Quote from: The Larch on February 07, 2023, 05:54:35 PM
Quote from: Sheilbh on February 07, 2023, 03:38:41 PMYeah and Paris has areas close to Barcelona level density (50k plus) but even Bucharest which is next is below 40k. It's at another level and far more widespread in Spain. No idea why.

Barcelona is so high in density because the city itself has very limited terrain to expand, it is very constricted between the mountains and the coast, so the limited space available is developed to the maxxx, and as the population grew exponentially during the XXth century it got more and more cramped and the total population can't go beyond a certain point (the city itself is more or less capped at 1'6 million people, while most of the population live in the metropolitan area surrounding the city, which goes beyond 5 million people and are the only areas that can still grow).

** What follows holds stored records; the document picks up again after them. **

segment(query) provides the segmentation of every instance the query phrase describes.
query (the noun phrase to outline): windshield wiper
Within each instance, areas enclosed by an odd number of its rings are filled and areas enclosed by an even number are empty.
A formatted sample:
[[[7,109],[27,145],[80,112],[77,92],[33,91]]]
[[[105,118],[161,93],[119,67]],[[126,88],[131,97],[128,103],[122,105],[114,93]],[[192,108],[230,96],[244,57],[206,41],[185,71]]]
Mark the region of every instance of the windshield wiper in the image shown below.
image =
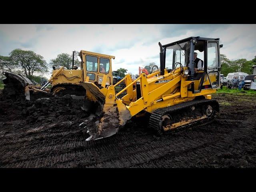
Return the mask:
[[[180,45],[180,44],[177,44],[177,43],[176,43],[175,45],[176,45],[176,46],[177,46],[178,45],[179,46],[180,48],[180,51],[181,51],[181,52],[182,53],[182,56],[184,56],[185,55],[185,54],[184,53],[183,53],[183,52],[182,51],[182,48],[181,48],[181,47]]]

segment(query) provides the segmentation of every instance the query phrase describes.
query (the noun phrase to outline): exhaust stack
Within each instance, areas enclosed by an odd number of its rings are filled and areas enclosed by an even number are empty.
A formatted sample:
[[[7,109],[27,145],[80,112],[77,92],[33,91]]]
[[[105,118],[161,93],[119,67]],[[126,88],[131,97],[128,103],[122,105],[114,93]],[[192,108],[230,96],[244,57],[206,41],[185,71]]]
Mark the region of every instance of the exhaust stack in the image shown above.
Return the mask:
[[[160,75],[164,75],[164,51],[163,46],[160,42],[158,42],[158,45],[160,47]]]

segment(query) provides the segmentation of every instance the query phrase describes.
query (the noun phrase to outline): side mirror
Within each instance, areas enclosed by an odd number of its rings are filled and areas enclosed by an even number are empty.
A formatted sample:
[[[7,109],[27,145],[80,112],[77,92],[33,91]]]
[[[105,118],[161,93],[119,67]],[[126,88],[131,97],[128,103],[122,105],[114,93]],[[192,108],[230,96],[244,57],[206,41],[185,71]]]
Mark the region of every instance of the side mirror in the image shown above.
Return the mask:
[[[78,61],[79,62],[82,62],[82,60],[81,59],[81,58],[78,56],[78,55],[77,56],[76,56],[76,57],[77,58],[77,59],[78,60]]]

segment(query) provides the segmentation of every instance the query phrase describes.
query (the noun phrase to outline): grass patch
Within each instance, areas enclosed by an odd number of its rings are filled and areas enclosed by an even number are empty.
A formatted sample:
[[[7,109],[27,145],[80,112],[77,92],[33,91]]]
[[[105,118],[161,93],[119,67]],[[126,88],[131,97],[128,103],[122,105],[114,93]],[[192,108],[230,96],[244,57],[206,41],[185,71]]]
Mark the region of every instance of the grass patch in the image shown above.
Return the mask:
[[[236,89],[228,89],[226,86],[223,86],[222,89],[219,89],[217,90],[216,93],[228,93],[230,94],[235,94],[238,95],[256,95],[256,90],[244,90],[242,88],[241,90],[239,90],[238,88]]]

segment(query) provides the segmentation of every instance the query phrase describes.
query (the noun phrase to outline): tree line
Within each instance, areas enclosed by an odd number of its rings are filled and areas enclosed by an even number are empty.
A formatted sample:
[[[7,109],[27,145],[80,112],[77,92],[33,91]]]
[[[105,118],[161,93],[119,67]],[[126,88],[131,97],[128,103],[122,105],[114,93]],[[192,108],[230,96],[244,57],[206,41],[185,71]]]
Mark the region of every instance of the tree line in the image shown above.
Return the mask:
[[[246,59],[231,60],[227,58],[225,55],[220,54],[221,60],[221,72],[224,76],[229,73],[244,72],[249,75],[252,74],[252,66],[256,65],[256,56],[254,59],[248,61]]]
[[[76,56],[79,53],[75,52],[74,64],[79,66],[79,62]],[[9,56],[0,55],[0,78],[4,77],[2,73],[8,71],[26,76],[28,78],[40,83],[46,73],[49,72],[48,68],[54,66],[57,68],[64,66],[66,69],[72,68],[72,55],[61,53],[55,58],[51,59],[48,63],[44,57],[30,50],[16,49],[9,53]]]
[[[78,54],[78,52],[76,52],[74,58],[74,64],[78,66],[80,64],[76,56]],[[249,61],[246,59],[230,60],[224,54],[221,54],[220,57],[221,72],[224,76],[232,72],[244,72],[249,74],[252,74],[252,67],[256,65],[256,56],[254,58]],[[44,74],[49,72],[48,69],[50,66],[54,66],[58,68],[64,66],[66,69],[71,69],[72,62],[72,54],[62,53],[58,54],[56,58],[51,59],[48,63],[42,56],[33,51],[16,49],[10,53],[9,56],[0,55],[0,71],[2,72],[0,74],[0,78],[2,79],[4,77],[3,72],[9,71],[23,74],[31,80],[40,83]],[[157,65],[154,62],[150,62],[144,68],[150,73],[154,65]],[[120,68],[117,70],[120,71],[120,75],[122,77],[124,77],[128,71],[123,68]],[[138,76],[138,74],[135,75]]]

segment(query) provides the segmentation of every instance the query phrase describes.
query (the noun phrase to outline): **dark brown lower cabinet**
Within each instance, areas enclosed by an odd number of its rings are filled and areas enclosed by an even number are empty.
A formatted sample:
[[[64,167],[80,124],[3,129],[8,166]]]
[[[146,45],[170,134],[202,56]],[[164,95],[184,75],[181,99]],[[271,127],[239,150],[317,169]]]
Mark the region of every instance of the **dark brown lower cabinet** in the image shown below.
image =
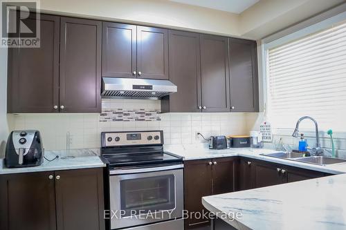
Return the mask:
[[[212,194],[211,160],[191,160],[184,162],[184,204],[189,213],[207,211],[201,198]],[[210,225],[208,219],[198,220],[191,217],[185,220],[185,229]]]
[[[229,157],[184,162],[185,209],[207,211],[203,196],[256,189],[328,175],[321,172],[246,157]],[[222,220],[186,219],[185,229],[233,229]]]
[[[0,229],[104,229],[102,169],[0,176]]]
[[[104,229],[100,169],[55,172],[57,230]]]
[[[264,161],[255,161],[251,163],[251,181],[253,188],[284,183],[279,164]]]
[[[185,162],[184,209],[190,214],[208,212],[202,197],[234,191],[236,160],[224,157]],[[204,229],[210,224],[209,219],[190,218],[185,220],[185,229]]]
[[[0,229],[56,229],[54,172],[0,175]]]
[[[321,178],[329,174],[242,157],[239,164],[239,191]]]

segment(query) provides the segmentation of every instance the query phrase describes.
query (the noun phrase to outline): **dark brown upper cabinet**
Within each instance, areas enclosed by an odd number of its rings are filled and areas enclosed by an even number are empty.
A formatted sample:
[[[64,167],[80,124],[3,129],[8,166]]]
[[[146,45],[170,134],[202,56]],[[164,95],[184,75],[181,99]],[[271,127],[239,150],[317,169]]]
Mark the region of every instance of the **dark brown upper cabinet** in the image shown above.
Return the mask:
[[[40,48],[8,48],[8,113],[59,111],[59,17],[41,15]]]
[[[228,38],[201,35],[201,77],[203,111],[230,111]]]
[[[136,77],[137,30],[134,25],[102,23],[102,76]]]
[[[103,22],[102,76],[168,79],[168,30]]]
[[[60,112],[101,112],[102,22],[62,17]]]
[[[161,111],[201,112],[199,34],[169,31],[170,81],[178,93],[161,99]]]
[[[168,30],[137,26],[138,77],[168,79]]]
[[[257,112],[256,41],[230,38],[230,54],[231,111]]]
[[[0,175],[0,229],[104,230],[100,168]]]

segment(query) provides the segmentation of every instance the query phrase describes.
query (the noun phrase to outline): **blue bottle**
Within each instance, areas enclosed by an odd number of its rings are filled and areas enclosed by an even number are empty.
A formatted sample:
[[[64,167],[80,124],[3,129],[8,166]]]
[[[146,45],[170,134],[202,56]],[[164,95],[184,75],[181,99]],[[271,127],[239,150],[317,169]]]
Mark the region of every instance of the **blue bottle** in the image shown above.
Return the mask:
[[[304,134],[300,134],[300,140],[299,141],[298,150],[302,152],[305,152],[307,150],[307,142],[304,138]]]

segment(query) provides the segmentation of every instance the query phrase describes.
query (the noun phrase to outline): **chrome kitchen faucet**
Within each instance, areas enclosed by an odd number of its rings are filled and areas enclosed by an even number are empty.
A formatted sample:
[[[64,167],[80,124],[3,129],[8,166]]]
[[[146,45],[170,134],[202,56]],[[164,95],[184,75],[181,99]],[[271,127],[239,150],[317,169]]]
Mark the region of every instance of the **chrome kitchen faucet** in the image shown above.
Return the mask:
[[[299,135],[299,124],[300,124],[300,122],[302,120],[306,119],[311,119],[311,121],[313,121],[313,123],[315,124],[315,128],[316,128],[316,146],[315,148],[313,148],[311,149],[311,152],[312,152],[311,155],[323,155],[324,150],[323,150],[323,148],[321,148],[321,144],[320,144],[320,137],[319,137],[319,135],[318,135],[318,125],[317,124],[316,120],[314,119],[313,118],[312,118],[311,117],[304,116],[304,117],[300,117],[298,119],[298,121],[297,122],[297,124],[295,125],[295,128],[294,129],[294,132],[292,134],[292,137],[298,137],[298,135]]]

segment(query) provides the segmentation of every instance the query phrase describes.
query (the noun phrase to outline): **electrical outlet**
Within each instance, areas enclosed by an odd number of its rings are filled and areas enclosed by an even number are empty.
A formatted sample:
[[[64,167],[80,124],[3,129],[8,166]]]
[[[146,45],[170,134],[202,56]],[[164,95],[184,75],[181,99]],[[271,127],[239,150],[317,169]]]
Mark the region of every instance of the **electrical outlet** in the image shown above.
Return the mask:
[[[201,137],[199,133],[201,133],[201,132],[199,131],[196,131],[196,133],[194,133],[194,140],[199,140],[200,137]]]

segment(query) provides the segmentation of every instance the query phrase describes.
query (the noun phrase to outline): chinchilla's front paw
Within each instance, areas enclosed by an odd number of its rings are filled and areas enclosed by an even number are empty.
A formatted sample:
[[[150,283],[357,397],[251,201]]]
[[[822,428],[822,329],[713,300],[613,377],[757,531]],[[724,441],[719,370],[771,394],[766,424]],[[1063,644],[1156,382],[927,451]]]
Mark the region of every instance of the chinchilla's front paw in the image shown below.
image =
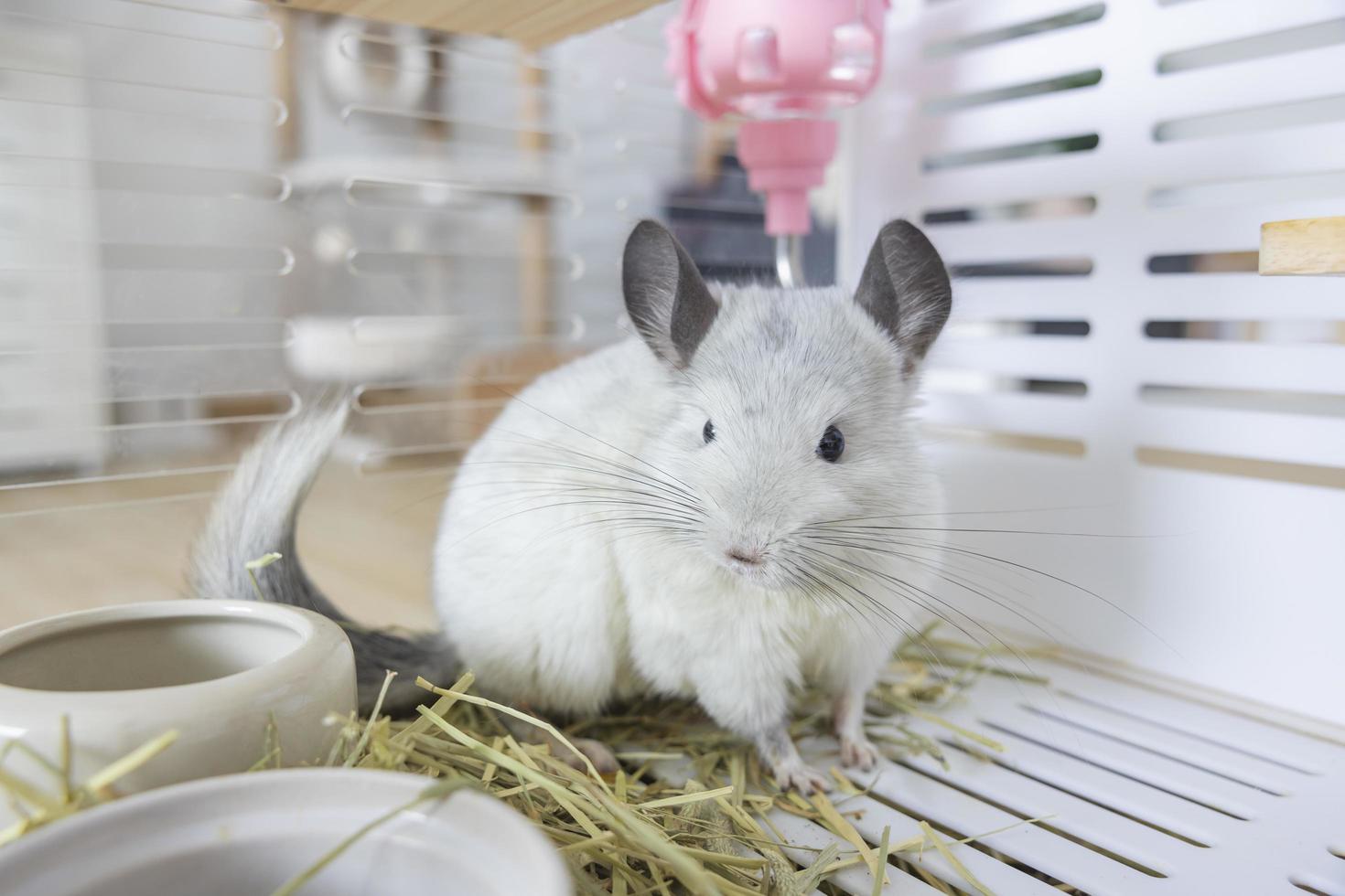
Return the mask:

Yeah, Barcelona proper stopped growing population-wise in the 1980s. There's been a ban on new residential high-rises since the 1990s to keep density from growing even more, otherwise we'd on the way to Hongkongization. Of course, as a result rent in the city is crazy high.

I think one of the reasons for the density of Spanish cities is the low emancipation rates - many families live together in pretty small apartments. Part of it is cultural, but 15 years of fucked up economy for one reason or other have made things worse.